Is it likely if anything is left to pass it will pass on it's own?
Just wondering how important it is for me to go back.
It's mostly a vent post
Question in last part if you want to skip my vent x
Had a very dark positive test on Saturday morning then all just went downhill from Sunday when I started spotting red.
I had spotted pink on the Thursday a little (which stopped straight away) so was already referred for an early scan so I just had to wait and see..
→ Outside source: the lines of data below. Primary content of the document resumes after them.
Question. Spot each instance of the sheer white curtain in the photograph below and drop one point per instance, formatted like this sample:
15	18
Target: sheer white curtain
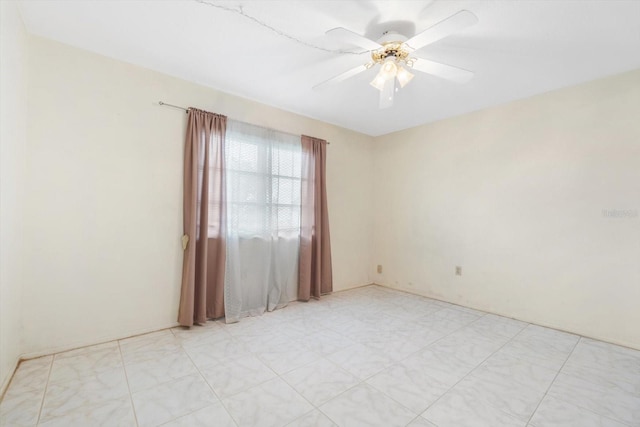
263	183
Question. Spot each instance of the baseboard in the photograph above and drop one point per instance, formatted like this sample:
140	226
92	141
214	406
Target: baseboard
533	322
101	340
8	378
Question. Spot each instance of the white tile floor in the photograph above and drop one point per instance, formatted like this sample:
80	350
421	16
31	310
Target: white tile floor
365	357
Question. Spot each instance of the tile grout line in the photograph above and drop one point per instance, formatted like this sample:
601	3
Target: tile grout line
44	393
554	379
477	366
126	377
364	381
578	406
206	382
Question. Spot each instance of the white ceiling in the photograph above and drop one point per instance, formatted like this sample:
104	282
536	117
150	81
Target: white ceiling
517	49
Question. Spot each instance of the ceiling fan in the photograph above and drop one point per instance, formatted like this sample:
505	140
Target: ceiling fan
392	52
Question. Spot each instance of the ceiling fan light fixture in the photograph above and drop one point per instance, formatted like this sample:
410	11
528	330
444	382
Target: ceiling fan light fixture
378	81
403	76
388	71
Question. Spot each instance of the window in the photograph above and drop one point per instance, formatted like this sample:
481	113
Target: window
263	181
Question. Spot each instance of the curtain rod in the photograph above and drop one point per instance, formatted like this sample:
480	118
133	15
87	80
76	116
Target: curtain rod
186	110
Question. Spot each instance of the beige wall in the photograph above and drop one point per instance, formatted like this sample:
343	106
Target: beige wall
13	140
105	195
515	195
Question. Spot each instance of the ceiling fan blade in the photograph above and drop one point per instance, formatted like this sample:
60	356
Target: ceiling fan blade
442	29
342	77
387	92
444	71
353	38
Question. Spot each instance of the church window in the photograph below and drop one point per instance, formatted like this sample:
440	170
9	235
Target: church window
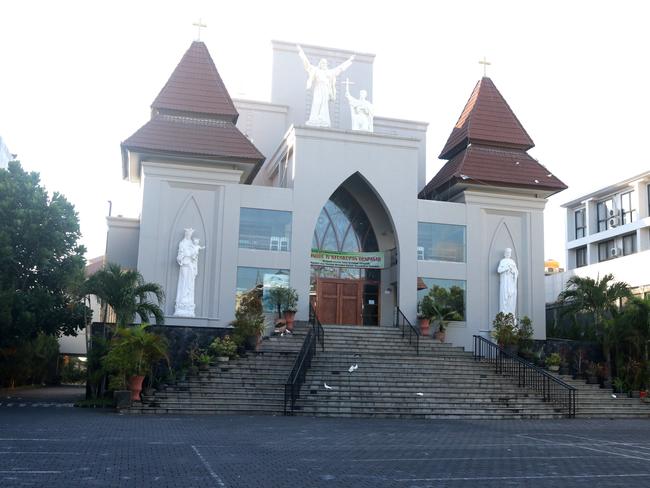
343	226
441	242
629	244
627	207
581	224
448	294
606	250
603	210
267	230
249	278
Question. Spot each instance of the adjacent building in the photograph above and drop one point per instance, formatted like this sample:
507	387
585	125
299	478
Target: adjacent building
608	231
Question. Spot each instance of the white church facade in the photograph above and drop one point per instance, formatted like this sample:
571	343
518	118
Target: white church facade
335	205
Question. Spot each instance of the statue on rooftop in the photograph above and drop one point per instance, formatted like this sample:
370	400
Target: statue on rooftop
323	80
361	110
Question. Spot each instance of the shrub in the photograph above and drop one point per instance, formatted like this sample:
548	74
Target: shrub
553	359
225	347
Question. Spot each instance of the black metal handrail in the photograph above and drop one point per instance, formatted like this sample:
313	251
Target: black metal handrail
407	327
552	389
315	335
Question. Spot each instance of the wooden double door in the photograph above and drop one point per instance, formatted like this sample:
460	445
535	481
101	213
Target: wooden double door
350	302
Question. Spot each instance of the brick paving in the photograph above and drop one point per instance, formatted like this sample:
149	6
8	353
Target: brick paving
57	447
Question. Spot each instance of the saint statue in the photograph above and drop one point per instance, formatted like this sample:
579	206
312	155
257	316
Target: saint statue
188	259
361	110
508	283
323	80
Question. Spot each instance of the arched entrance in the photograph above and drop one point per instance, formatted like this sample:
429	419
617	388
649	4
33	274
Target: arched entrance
353	257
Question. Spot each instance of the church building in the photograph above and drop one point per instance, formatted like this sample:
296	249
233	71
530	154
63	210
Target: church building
313	190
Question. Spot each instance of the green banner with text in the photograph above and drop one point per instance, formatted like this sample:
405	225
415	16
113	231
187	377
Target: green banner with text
368	260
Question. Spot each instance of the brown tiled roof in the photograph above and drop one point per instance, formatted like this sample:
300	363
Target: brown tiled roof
195	86
486	119
193	136
489	165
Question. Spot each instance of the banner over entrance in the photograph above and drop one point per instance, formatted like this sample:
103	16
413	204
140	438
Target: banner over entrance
366	260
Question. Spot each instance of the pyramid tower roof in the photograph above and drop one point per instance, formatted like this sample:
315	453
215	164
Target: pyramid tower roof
196	86
192	118
488	119
487	146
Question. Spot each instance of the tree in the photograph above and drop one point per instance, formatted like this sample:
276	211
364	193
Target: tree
41	262
126	292
600	297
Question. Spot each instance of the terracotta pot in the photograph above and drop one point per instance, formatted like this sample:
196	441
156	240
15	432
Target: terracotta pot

Spotting started again on Sunday and carried on until Tuesday when I started passing what I think was small pieces of tissue.. Wednesday I had a slightly larger piece and then Thursday morning some more. So I was already quite prepared for the scan being bad news. I did consider not even attending and afterwards it's left me wishing I didn't go because my experience of the epau was not what I needed...
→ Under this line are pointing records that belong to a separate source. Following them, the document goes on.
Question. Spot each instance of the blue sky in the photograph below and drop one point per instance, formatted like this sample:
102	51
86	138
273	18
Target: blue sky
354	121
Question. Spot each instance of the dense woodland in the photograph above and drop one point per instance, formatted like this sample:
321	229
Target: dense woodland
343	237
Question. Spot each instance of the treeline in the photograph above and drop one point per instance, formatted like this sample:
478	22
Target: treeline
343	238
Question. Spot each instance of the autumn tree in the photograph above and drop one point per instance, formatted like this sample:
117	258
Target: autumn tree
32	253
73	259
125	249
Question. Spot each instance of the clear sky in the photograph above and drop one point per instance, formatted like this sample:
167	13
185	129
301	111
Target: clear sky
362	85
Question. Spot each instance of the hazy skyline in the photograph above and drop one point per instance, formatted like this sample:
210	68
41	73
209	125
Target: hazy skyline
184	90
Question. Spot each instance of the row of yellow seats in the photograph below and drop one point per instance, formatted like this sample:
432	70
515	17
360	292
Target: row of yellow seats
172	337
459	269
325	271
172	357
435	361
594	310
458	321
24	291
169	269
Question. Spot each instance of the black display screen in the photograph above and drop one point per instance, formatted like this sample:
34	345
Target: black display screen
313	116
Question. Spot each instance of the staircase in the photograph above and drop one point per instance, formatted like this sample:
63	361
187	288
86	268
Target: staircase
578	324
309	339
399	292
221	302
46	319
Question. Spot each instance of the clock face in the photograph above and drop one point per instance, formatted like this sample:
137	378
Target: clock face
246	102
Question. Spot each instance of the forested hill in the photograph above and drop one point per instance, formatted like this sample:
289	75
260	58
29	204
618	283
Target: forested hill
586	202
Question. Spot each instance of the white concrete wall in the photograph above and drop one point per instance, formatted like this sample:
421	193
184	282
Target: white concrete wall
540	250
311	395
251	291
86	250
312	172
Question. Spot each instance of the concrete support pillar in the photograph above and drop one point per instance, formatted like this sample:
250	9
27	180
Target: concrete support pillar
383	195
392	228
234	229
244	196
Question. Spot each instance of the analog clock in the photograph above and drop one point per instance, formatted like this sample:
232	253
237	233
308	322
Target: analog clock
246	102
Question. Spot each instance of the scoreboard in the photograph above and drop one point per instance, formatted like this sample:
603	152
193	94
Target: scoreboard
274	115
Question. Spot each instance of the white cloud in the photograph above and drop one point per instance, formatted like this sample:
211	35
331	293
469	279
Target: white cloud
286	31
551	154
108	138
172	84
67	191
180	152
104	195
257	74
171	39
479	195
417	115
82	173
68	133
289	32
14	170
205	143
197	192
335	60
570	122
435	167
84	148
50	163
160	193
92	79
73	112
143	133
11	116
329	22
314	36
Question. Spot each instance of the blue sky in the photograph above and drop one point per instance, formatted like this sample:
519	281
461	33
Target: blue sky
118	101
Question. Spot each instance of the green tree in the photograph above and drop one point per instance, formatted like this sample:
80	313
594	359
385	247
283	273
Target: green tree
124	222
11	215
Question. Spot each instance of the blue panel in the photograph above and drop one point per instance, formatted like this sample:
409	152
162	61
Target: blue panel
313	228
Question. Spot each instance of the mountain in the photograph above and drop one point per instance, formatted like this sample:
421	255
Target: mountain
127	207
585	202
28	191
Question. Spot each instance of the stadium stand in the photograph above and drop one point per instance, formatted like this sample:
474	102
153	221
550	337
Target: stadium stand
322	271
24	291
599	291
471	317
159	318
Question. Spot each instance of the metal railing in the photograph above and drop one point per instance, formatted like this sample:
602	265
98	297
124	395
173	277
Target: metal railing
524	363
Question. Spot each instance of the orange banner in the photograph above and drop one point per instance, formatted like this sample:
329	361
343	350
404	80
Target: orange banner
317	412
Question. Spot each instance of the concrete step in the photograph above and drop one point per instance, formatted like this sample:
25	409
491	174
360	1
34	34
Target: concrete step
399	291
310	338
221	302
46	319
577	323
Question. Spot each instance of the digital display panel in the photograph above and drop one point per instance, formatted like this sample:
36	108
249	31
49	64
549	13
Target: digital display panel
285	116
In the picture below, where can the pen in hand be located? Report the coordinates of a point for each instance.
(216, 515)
Unorganised clinic with no obvious reception or idea where to go. Felt like none of the doctors or nurses truely cared.. I walked in and 3 nurses just looked at me then just carried on with what they were doing. So wasn't sure I was even in the right place! The waiting room was awful, basically just a corridor with a few chairs and a lift with random doctors and nurses hoping in and out of.. of course to top it off someone had their small child with them, just what I needed..
The scan room was tiny but still crammed with 2 doctors and a nurse. With no curtain for me to change behind, I felt incredibly uncomfortable. I had told them I had likely passed it.. I felt like they were calling me a liar.. asking me over and over for my dates and how many weeks I thought I'd be. Even though they did a pregnancy test and it was faintly positive.. scan showed nothing (and my lining was already looking thin) but I figured I had passed pretty much everything anyway so no surprise there. I was taken to go sit in another room and wait to be called by a doctor, I just wanted to go home..
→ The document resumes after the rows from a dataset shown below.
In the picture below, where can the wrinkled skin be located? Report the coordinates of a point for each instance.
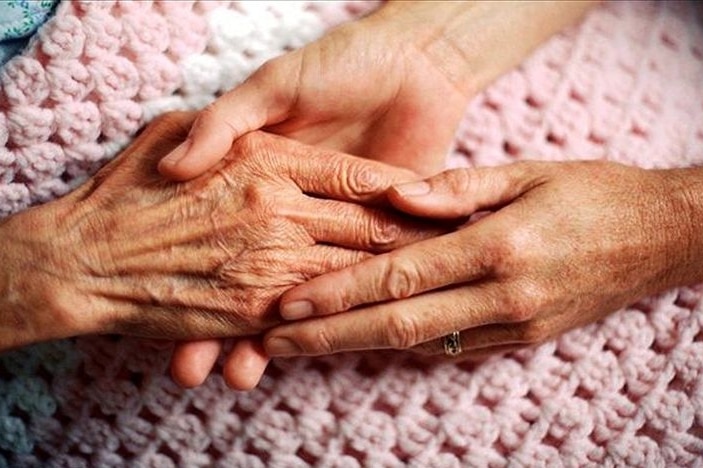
(132, 253)
(367, 88)
(566, 244)
(391, 87)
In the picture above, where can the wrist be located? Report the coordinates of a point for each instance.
(475, 42)
(683, 221)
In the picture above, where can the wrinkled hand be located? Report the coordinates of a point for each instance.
(131, 253)
(567, 244)
(367, 88)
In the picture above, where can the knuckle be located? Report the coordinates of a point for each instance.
(323, 342)
(525, 303)
(360, 180)
(401, 332)
(458, 181)
(208, 114)
(402, 279)
(383, 233)
(533, 333)
(508, 254)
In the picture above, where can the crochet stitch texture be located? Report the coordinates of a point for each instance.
(626, 85)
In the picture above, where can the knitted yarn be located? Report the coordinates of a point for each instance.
(625, 85)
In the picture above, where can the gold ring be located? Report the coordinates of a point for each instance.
(452, 344)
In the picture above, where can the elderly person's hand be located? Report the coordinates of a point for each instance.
(567, 244)
(390, 87)
(131, 253)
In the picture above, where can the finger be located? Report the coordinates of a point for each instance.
(398, 325)
(473, 355)
(493, 336)
(359, 227)
(343, 177)
(264, 98)
(462, 192)
(453, 258)
(192, 361)
(245, 365)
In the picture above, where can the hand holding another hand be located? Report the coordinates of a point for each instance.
(567, 244)
(131, 253)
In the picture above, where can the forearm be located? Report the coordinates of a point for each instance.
(475, 42)
(681, 214)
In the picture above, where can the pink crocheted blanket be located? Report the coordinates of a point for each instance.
(625, 85)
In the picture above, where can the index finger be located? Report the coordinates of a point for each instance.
(332, 174)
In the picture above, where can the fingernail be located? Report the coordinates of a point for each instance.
(177, 154)
(413, 189)
(282, 347)
(296, 310)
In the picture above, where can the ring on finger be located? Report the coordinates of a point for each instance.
(452, 344)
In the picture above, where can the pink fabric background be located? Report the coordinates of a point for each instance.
(626, 85)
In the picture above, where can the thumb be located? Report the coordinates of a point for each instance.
(263, 99)
(462, 192)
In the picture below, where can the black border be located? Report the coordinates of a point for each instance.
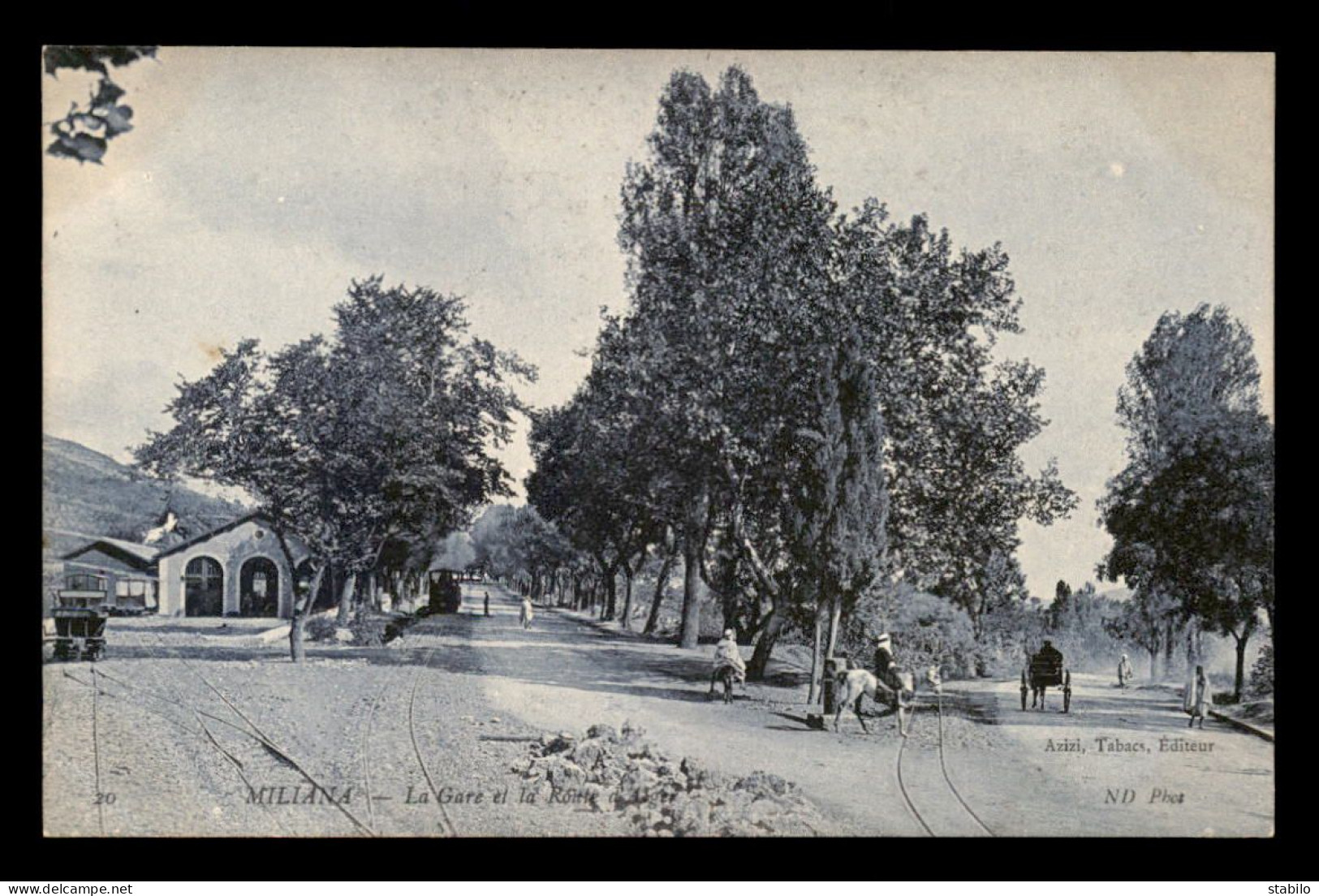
(880, 25)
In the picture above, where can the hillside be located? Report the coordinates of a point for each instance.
(88, 493)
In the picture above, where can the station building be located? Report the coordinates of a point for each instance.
(235, 571)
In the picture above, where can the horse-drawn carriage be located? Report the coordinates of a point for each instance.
(80, 613)
(1045, 670)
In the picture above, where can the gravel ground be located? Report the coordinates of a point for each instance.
(422, 737)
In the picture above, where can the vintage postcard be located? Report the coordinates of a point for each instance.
(460, 442)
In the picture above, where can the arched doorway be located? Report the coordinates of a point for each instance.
(259, 588)
(204, 588)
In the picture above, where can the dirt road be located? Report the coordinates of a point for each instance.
(173, 737)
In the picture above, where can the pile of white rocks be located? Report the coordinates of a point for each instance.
(623, 771)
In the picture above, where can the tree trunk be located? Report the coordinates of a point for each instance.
(817, 660)
(835, 618)
(1239, 687)
(1169, 645)
(611, 592)
(692, 544)
(297, 649)
(346, 594)
(653, 619)
(1192, 659)
(689, 636)
(765, 645)
(627, 598)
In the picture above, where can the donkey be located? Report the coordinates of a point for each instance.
(852, 685)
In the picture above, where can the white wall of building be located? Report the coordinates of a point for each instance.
(231, 549)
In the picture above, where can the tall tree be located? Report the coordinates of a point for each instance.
(955, 416)
(1192, 512)
(727, 238)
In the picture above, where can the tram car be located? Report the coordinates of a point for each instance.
(80, 613)
(1045, 670)
(446, 594)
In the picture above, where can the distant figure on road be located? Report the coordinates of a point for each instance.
(1199, 697)
(1124, 672)
(727, 656)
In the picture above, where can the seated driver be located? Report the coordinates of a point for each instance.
(728, 656)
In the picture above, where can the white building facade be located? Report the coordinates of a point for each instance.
(235, 571)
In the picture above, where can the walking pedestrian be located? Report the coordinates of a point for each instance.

They wanted to do bloods. More unorganisation.. so in another room this time with a doctor and a nurse. Doctor was chatting to me, don't remember a word he said. I wasn't interested. It seemed pointless for them to do bloods. He asked the nurse to take my blood and she said she doesn't do bloods??? Then why was she there! So he said okay I'll do it then. I was then made to sit on a filing cabinet while this doctor took my blood.. then finally I could go home.
They called back to say the bloods showed levels were 1000 and something and would need repeating.. I was actually starting to doing 'okay' until that point. Now I'm just angry that I have to attend their clinic again! I know that it's completely over for our miracle and I don't need some doctor to tell me that. I'm sure this is likely normal practice for them to repeat bloods.. but would it be fine if I didn't attend? I was only 6 weeks (6+4 when I started passing tissue). What do they do if bloods show levels are decreasing? Not call you back in? It feels like a wasted journey if that is what's going to happen.
Is it likely if anything is left to pass it will pass on it's own?
Just wondering how important it is for me to go back.